Integrated Data Analysis Pipelines for Large-Scale Data
Management, HPC, and Machine Learning

The DAPHNE project aims to define and build an open and extensible system infrastructure for integrated data analysis pipelines, including data management and processing, high-performance computing (HPC), and machine learning (ML) training and scoring. This vision stems from several key observations in this research field:

  1. Systems of these areas share many compilation and runtime techniques.
  2. There is a trend towards complex data analysis pipelines that combine these systems.
  3. The used, increasingly heterogeneous, hardware infrastructure converges as well.
  4. Yet, the programming paradigms, cluster resource management, as well as data formats and representations differ substantially.

A depiction of an example data pipeline shows the typical challenges researchers are confronted with while building and executing such pipelines:

Therefore, this project aims – with a joint consortium of experts from the data management, ML systems, and HPC communities – at systematically investigating the necessary system infrastructure, language abstractions, compilation and runtime techniques, as well as systems and tools necessary to increase the productivity when building such data analysis pipelines, and eliminating unnecessary performance bottlenecks.

Objectives

DAPHNE has three main objectives (O): establishing a system architecture with APIs and DSL; develop hierarchical scheduling and task planning strategies; and benchmarking the newly developed framework in high-level, real-life use cases:

System Architecture, APIs and DSL (O1)

Improve the productivity for developing integrated data analysis pipelines via appropriate APIs and a domain-specific language, an overall system architecture for seamless integration with existing data processing frameworks, HPC libraries, and ML systems. A major goal is an open, extensible reference implementation of the necessary compiler and runtime infrastructure to simplify the integration of current and future state-of-the-art methods.

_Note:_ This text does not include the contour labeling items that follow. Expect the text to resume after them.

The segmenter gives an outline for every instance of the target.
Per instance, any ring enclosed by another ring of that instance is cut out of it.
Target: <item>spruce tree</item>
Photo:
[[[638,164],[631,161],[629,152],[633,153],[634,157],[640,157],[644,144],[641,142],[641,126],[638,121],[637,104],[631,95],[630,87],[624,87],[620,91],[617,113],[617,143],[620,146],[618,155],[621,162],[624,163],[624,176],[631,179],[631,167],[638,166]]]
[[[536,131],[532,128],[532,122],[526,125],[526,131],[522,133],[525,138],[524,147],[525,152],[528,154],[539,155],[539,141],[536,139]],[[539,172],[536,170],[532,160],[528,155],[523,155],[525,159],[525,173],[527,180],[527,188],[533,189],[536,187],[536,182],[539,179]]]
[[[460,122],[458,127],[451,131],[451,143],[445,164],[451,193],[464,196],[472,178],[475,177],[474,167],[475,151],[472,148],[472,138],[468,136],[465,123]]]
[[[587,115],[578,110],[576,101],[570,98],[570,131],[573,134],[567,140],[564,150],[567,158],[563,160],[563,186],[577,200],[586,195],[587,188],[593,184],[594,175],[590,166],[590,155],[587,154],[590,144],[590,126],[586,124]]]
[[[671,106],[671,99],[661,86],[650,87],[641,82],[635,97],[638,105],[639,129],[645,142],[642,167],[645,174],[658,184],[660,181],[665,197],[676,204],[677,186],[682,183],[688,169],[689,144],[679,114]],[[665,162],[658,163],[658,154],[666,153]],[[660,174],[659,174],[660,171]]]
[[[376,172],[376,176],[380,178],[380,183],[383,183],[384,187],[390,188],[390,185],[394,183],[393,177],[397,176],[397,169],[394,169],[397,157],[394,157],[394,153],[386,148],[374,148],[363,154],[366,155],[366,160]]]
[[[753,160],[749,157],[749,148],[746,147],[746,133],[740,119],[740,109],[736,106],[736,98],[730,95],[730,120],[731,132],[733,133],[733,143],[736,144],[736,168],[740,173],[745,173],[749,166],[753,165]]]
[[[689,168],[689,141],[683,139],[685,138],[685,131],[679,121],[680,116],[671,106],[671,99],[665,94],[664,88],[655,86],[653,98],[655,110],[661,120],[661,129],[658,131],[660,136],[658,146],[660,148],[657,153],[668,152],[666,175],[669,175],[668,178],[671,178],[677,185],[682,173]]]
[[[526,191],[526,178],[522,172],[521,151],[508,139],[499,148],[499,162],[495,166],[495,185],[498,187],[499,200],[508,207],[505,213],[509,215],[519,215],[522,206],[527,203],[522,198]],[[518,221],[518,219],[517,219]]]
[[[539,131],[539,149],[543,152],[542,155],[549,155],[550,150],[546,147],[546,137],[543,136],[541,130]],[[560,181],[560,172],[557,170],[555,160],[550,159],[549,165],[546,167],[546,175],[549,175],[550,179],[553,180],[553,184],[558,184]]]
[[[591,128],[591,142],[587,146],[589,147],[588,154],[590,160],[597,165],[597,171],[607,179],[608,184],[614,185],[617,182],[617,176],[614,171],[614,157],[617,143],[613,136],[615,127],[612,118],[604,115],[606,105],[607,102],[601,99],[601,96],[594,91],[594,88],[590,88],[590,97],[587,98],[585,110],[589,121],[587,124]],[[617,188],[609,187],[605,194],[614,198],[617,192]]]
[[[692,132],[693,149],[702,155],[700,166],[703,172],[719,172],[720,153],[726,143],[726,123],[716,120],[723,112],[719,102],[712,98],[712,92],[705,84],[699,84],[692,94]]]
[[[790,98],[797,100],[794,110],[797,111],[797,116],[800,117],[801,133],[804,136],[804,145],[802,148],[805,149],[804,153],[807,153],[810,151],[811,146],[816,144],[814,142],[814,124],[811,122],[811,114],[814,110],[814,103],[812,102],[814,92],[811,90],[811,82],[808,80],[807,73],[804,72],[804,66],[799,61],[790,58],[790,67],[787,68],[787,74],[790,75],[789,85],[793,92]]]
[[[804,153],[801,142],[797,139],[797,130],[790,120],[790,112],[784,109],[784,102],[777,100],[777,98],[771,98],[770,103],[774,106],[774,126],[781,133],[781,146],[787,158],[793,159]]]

Hierarchical Scheduling and Task Planning (O2)

Improve the utilization of existing computing clusters, multiple heterogeneous hardware devices, and capabilities of modern storage and memory technologies through improved scheduling as well as static (compile time) task planning. In this context, we also aim to automatically leverage interesting data characteristics such as the sorting order, degree of redundancy, and matrix/tensor sparsity.

Use Cases and Benchmarking (O3)

The technological results will be evaluated on a variety of real-world use cases and datasets as well as a new benchmark developed as part of the DAPHNE project. We aim to improve the accuracy and runtime of these use cases combining data management, machine learning, and HPC – this exploratory analysis serves as a qualitative study on productivity improvements. The variety of real-world use cases will further be generalized to a benchmark for integrated data analysis pipelines quantifying the progress compared to state-of-the-art.

An overview of the project work plan shows how a work package is dedicated to every relevant field and how they are bundled to contribute to the three main objectives:

Mangement of the work packages is distributed between all partners, acedemic and industrial. All work packages take place in parallel, with the results and findings of each one feeding into the other ones. To ensure efficient execution of the project as well as to ensure widespread dissemination of the results and adoption of the open-source implementation of DAPHNE, a work package is dedicated to each, project management and dissemination and exploitation.